İlk kısım ‘‘Abdülhamid’i Anlamak’’ ve vermek istediği mesajı Necip Fazıl’dan alıntı yaparak açıklamakta kitabın yazarı Mustafa Armağan: ‘‘Abdülhamid’i anlamak her şeyi anlamak olacaktır.’’. Genel hatlarıyla Abdülhamid’i özetlemekte, Abdülhamid öncesi ve sonrasından bahsetmekte, Abdülhamid’in yaptıklarını karakteriyle bağdaştırarak ne kadar önemli bir lider ve insan olduğu okuyucuya aşılanmakta. Konu başlarında yazan önemli söz ve şiirler olsun, yapılan alıntılar verilen örnekler olsun, okuyucuyu sıkmamak adına önemli detaylar olduğunu düşünmekteyim. Ve yazar bu saydıklarımı eserine ustaca yerleştirmesini bilmiş. Arada bir günümüzle bağlantı kurarak da bize .’’kurtlarla’’ dansın bugünde devam ettiğini aktarmakta ancak siyasete kaymadığını özellikle belirtmek isterim. İkinci kısımda ise şahsiyeti ele alınmış. Bu bölümde devlet adamlığı sıfatı bir kenara bırakılmış. Kendisinin büyük bir Victor Hugo hastası olduğu, Sherlock Holmes’in serisinin sıkı bir takipçisi olduğu, ilim adına Pasteur’e gönderdiği gibi güzel bilgiler yer almakta. Ayrıca Türkçe konusundaki hassasiyeti, insanlara hitap şekli ve günlük hayatında saklı kalan özelliklerini de anlatmakta lâkin bu kısımlar bende okuma merakı uyandırmadı ve bir an önce okuyup geçmek istedim. Ama aradaki geniş bilgi kutuları için aynı şeyi söyleyebilmek pek mümkün değil. Yazarın o monoton üslubundan sonra gelen o kutular, kitabı fırlatmamam için frenleyici görevini üstlendiler. Gerçekten de yazar kendini bu konuda geliştirmeli.

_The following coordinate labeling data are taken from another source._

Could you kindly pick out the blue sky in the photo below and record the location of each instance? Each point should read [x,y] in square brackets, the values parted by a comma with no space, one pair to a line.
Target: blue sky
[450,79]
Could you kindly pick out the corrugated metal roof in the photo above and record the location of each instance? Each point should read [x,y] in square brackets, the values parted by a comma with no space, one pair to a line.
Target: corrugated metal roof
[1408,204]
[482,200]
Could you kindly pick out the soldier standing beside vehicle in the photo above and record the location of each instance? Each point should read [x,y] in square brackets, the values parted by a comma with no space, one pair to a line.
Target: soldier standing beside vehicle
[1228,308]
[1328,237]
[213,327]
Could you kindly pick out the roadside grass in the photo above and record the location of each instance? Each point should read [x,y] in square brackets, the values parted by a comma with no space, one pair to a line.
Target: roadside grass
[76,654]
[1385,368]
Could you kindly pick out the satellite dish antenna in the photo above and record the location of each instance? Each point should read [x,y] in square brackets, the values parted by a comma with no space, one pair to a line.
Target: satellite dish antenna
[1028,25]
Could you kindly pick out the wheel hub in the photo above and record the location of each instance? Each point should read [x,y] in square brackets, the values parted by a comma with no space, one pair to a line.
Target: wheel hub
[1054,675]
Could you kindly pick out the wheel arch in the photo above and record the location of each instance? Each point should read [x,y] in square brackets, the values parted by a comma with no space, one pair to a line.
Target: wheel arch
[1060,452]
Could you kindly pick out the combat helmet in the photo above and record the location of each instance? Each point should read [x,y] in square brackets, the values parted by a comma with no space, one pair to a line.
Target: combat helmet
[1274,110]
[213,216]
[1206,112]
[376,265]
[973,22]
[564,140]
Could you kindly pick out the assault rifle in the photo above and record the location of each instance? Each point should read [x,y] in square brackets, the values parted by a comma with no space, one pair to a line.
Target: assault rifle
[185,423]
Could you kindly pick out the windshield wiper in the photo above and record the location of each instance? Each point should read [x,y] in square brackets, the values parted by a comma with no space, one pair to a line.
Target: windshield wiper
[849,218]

Üçüncü kısımda ise ‘‘Kurtlarla Dans’’ başlığından da anlaşılacağı üzere artık Abdülhamid’in dış politikası ele alınmaya başlar. Kitap daha zevkli hale gelmeye başlanıyor da diyebiliriz, en azından kendi adıma. Çünkü bir satranç maçını anımsatan devletler arasındaki diplomatik ilişkiler ilgimi çekmiştir hep. Abdülhamid’in de bu oyunu en iyi oynayanlardan olduğu bu kısımda dile getirilmiş. Ancak bu kısımda ‘‘Peyami Safa Abdülhamid’e Neden Düşmandı’’ gibi bir kutu açılmasını pek anlamlandıramadım. Emperyalist devletlerin Osmanlı Devleti’ni nasıl paylaşmayı planladıkları anlatılırken araya reklam gibi giren bu kutucuk insanı sinir ediyor. Bunun haricinde verilen bilgilere bakıldığında Mustafa Armağan’ın oldukça kapsamlı bir araştırma yaptığı aşikâr. Konuya oldukça hâkim ayrıca verdiği örnekler ve konu çeşitliliği bazen sıkmaya başlasa da ve konunun etrafında dolandırsa da güzel detaylar olduğu kanaatindeyim ancak benim gibi sürükleyicilik isteyenler için kötü bir durum elbette.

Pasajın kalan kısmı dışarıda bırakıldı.